Bayesian Analysis with Stata
64,800원
Author: John Thompson Publisher: Stata Press Copyright: 2014 ISBN-13: 978-1-59718-141-9 Pages: 279; paperback
Supplements: Blog
Bayesian Analysis with Stata is a compendium of Stata community-contributed commands for Bayesian analysis. It contains just enough theoretical and foundational material to be useful to all levels of users interested in Bayesian statistics, from neophytes to aficionados.
The book is careful to introduce concepts and coding tools incrementally so that there are no steep patches or discontinuities in the learning curve. The content helps the user see exactly what computations are done for simple standard models and shows the user how those computations are implemented. Understanding these concepts is important for users because Bayesian analysis lends itself to custom or very complex models, and users must be able to code these themselves. Bayesian Analysis with Stata is wonderful because it goes through the computational methods three times—first using Stata's ado-code, then using Mata, and finally using Stata to run the MCMC chains with WinBUGS or OpenBUGS. This reinforces the material while making all three methods accessible and clear. Once the book explains the computations and underlying methods, it satisfies the user's yearning for more complex models by providing examples and advice on how to implement such models. The book covers advanced topics while showing the basics of Bayesian analysis—which is quite an achievement.

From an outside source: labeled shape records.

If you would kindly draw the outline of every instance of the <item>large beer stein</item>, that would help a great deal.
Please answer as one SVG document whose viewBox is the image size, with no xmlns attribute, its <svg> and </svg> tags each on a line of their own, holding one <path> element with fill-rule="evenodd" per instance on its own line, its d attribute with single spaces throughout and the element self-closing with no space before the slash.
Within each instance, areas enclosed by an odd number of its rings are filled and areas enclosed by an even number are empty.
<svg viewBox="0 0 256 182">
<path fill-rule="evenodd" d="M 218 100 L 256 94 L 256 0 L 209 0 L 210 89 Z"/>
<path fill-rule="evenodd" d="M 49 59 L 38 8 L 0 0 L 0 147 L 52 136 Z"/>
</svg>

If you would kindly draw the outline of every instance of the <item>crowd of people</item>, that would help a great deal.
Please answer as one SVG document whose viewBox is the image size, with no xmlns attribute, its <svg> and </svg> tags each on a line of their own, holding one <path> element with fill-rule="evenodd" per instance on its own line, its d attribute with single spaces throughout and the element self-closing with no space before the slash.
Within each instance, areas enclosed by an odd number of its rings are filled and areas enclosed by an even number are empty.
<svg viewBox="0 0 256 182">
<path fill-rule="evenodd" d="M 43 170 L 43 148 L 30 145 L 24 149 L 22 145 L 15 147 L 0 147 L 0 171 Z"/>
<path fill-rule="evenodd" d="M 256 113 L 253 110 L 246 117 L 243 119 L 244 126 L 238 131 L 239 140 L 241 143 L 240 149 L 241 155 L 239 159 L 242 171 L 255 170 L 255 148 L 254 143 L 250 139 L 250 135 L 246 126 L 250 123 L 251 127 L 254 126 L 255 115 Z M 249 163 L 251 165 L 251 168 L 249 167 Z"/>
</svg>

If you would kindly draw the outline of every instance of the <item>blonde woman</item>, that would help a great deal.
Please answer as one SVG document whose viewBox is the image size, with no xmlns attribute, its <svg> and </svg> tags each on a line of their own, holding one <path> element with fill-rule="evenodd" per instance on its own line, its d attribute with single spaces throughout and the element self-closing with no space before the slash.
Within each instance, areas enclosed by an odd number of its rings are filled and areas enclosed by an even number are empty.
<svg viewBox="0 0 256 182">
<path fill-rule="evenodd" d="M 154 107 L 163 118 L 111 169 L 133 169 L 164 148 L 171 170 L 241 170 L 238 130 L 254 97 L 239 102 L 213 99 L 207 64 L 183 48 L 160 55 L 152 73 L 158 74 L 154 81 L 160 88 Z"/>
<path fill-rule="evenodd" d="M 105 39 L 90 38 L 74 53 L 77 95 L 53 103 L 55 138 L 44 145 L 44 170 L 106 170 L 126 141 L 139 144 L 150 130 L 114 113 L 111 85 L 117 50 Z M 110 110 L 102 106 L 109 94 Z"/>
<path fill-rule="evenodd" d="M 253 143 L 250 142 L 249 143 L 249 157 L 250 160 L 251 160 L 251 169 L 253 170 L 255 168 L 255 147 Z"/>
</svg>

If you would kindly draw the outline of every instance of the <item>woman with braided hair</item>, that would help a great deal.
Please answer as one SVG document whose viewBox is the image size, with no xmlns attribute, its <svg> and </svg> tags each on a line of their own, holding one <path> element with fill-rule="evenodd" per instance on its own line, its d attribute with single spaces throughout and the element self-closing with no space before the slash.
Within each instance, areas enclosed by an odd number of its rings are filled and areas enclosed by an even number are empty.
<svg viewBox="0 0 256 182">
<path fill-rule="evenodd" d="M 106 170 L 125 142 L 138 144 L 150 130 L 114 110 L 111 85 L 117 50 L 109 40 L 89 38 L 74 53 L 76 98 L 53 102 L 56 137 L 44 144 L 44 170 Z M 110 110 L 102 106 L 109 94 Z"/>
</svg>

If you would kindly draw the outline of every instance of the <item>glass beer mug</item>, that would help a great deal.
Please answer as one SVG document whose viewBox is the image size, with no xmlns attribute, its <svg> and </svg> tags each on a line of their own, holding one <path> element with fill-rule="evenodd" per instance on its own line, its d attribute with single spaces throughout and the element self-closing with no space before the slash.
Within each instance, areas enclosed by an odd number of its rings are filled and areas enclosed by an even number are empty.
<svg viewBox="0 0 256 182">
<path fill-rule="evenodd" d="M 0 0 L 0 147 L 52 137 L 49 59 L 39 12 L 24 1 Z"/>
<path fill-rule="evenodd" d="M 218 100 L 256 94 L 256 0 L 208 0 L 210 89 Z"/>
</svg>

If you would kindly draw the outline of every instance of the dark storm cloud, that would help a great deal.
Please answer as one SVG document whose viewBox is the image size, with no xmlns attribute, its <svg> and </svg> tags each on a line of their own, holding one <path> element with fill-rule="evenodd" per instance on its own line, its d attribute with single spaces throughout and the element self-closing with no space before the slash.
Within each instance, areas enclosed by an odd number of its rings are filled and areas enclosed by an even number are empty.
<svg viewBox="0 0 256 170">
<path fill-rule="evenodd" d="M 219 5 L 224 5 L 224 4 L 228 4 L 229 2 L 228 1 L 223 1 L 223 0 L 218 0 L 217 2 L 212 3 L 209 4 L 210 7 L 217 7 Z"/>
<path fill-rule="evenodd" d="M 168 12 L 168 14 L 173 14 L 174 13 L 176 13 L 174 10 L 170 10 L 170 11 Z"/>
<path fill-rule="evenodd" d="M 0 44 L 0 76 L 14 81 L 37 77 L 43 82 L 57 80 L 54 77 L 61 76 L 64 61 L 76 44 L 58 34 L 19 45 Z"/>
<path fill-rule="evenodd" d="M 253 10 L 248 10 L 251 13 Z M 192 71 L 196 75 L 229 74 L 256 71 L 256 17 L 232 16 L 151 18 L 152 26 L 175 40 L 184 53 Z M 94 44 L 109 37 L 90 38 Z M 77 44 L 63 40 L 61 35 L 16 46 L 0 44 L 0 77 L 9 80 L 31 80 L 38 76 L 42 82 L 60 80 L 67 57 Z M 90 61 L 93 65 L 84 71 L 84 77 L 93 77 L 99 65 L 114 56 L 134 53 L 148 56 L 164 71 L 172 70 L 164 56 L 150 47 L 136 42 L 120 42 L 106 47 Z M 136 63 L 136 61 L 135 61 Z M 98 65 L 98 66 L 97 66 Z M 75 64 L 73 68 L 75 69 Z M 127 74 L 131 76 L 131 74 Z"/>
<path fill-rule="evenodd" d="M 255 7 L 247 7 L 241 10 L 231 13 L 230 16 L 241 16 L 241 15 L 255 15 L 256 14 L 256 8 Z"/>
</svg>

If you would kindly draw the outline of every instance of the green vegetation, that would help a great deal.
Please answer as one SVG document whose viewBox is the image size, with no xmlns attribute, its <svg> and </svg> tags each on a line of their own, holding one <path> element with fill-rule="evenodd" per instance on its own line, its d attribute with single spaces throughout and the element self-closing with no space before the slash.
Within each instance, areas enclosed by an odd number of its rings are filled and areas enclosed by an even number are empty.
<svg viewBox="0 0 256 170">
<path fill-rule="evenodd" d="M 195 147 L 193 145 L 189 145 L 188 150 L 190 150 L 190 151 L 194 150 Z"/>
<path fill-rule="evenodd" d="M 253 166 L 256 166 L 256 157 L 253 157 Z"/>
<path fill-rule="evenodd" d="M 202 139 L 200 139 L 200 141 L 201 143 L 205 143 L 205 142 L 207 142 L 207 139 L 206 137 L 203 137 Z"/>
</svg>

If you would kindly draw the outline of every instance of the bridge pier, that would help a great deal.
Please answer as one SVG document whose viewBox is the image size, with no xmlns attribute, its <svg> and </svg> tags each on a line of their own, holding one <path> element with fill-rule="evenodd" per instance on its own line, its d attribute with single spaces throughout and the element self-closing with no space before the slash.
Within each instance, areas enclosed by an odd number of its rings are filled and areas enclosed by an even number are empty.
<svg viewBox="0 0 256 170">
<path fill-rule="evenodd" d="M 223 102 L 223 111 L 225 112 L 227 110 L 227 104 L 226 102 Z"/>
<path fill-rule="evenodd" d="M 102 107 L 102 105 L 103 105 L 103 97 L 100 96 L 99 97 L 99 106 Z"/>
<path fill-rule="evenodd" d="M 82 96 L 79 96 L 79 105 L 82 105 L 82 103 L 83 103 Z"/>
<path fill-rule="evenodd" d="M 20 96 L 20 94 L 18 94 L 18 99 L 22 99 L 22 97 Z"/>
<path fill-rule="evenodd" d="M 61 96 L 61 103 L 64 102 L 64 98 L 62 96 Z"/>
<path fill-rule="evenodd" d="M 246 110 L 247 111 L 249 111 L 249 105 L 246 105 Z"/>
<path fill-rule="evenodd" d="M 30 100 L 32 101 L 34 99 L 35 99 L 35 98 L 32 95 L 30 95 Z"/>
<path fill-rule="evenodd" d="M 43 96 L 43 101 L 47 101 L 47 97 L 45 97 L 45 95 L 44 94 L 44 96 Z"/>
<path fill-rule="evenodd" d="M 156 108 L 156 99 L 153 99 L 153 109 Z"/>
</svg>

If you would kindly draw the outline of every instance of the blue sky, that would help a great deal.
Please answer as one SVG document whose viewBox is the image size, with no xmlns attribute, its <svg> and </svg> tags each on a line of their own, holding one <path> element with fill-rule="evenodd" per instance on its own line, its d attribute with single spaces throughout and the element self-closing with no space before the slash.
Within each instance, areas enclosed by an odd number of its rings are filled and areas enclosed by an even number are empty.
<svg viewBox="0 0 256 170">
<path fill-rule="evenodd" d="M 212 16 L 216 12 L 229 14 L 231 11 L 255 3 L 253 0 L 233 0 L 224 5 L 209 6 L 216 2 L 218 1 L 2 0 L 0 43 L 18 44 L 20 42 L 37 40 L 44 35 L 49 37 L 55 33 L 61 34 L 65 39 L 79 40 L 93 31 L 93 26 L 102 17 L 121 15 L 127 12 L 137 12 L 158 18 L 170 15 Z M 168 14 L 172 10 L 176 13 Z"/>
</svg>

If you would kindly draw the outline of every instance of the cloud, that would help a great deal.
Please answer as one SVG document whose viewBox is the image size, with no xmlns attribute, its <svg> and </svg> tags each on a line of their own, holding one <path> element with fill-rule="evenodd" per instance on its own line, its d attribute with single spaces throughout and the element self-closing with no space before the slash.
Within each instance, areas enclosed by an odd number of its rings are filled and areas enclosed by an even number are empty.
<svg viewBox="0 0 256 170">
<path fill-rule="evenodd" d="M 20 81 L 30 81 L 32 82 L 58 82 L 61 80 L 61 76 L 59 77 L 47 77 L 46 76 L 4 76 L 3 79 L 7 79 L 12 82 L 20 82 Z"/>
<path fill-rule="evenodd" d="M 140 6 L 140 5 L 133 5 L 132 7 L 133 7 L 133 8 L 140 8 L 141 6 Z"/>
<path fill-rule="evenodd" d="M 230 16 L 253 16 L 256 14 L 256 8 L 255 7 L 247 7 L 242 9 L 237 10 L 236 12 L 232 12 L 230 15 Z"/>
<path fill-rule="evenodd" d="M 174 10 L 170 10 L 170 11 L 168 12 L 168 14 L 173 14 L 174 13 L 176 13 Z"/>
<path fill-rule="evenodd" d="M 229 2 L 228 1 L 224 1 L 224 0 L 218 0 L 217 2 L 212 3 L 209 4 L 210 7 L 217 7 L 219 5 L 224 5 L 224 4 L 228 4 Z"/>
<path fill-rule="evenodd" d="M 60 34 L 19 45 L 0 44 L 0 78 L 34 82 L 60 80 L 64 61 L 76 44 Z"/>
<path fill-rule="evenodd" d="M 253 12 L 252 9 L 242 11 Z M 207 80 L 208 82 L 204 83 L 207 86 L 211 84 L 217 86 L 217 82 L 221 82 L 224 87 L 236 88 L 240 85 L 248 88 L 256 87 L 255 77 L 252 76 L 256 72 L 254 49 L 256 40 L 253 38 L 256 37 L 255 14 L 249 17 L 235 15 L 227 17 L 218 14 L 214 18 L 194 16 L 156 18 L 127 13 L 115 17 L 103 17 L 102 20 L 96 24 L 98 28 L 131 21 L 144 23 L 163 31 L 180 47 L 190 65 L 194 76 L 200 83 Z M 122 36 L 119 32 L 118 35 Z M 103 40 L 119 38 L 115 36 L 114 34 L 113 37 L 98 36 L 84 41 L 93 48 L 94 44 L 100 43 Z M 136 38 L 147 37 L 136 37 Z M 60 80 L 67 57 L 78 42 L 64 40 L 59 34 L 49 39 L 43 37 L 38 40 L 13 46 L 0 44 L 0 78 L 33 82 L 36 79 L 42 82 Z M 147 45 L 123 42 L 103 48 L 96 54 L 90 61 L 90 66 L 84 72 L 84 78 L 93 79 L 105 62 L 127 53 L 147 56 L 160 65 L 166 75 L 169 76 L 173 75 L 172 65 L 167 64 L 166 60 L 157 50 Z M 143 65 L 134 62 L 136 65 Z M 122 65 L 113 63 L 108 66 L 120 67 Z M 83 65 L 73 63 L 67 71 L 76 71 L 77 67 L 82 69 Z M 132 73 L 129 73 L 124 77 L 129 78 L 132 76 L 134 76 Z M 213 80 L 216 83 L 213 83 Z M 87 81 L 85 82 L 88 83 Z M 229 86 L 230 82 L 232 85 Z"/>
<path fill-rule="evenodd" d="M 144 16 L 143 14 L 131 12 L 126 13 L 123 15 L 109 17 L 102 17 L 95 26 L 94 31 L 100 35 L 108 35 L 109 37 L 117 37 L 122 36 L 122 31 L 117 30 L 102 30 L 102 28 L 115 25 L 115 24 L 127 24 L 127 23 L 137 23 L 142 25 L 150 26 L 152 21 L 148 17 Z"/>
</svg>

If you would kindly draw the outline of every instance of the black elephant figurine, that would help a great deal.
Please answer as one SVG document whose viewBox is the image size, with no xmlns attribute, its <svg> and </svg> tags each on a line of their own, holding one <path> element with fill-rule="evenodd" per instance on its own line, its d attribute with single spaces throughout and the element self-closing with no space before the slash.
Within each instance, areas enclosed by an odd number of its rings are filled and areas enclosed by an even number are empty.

The Stata commands in this book demonstate how to perform Bayesian analysis using Stata 13 and earlier versions. Nevertheless, Thompson's approach is invaluable because it teaches readers to think from a Bayesian perspective, regardless of the version of Stata they use.
Bayesian Analysis with Stata presents all the material using real datasets rather than simulated datasets, and there are many exercises that also use real datasets. There is also a chapter on validating code for users who like to learn by simulating models and recovering the known models. This provides users with the opportunity to gain experience in assessing and running Bayesian models and teaches users to be careful when doing so.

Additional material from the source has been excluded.